If you were a Vermont resident during the tax year, calculate your income using the information that follows to determine whether you must file a Vermont income tax return.
Who Is A Resident Of Vermont?
You qualify as a Vermont resident for that part of the taxable year during which:
- You are domiciled in Vermont, or
- You maintain a permanent home in Vermont, and you are present in Vermont for more than 183 days of the taxable year.

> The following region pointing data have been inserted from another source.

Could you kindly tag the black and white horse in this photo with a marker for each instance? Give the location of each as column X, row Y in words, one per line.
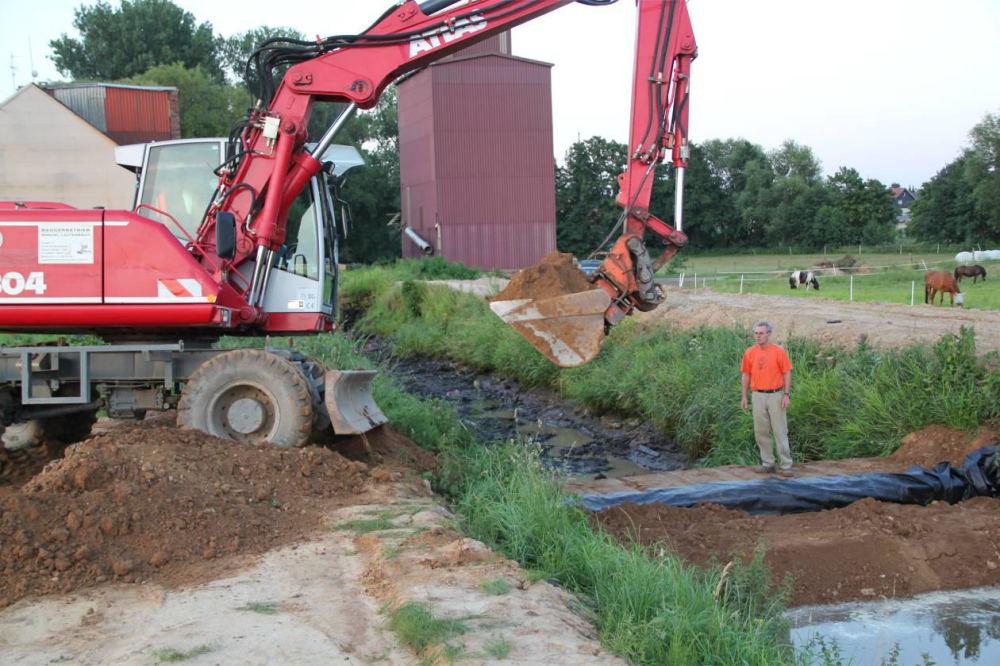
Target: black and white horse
column 803, row 277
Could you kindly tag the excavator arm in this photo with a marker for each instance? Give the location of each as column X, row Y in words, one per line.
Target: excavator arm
column 269, row 165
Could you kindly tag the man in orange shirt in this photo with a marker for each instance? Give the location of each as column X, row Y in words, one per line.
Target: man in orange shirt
column 767, row 370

If you are a Vermont resident, your income starts with federal adjusted gross income less the following:
- Income exempted from state taxation by the laws of the United States
- Full-time active duty pay from the armed services when the pay is earned outside of Vermont
- Up to $2,000 military pay for unit training in Vermont for National Guard and U.S. Reserve personnel when the unit certifies the training was completed during the calendar year and the service member’s Federal adjusted gross income is less than $50,000
- Funds received through the federal armed forces educational loan repayment program under 10 U.S.C. chapters 109 and 1609, to the extent the funds are included in adjusted gross income of the taxpayer for the taxable year
- Payment by the state of Vermont to families for support of a person with a developmental disability as long as the amount is included in the federal adjusted gross income
- Wages received under federal incentive work programs as long as wages are part of federal adjusted gross income under Section 280c of the Internal Revenue Code
- Railroad retirement income Tier I and Tier II
- Expenses incurred on a Vermont property to meet the Americans with Disabilities Act
If the result is more than $100, then you must file a Vermont income tax return.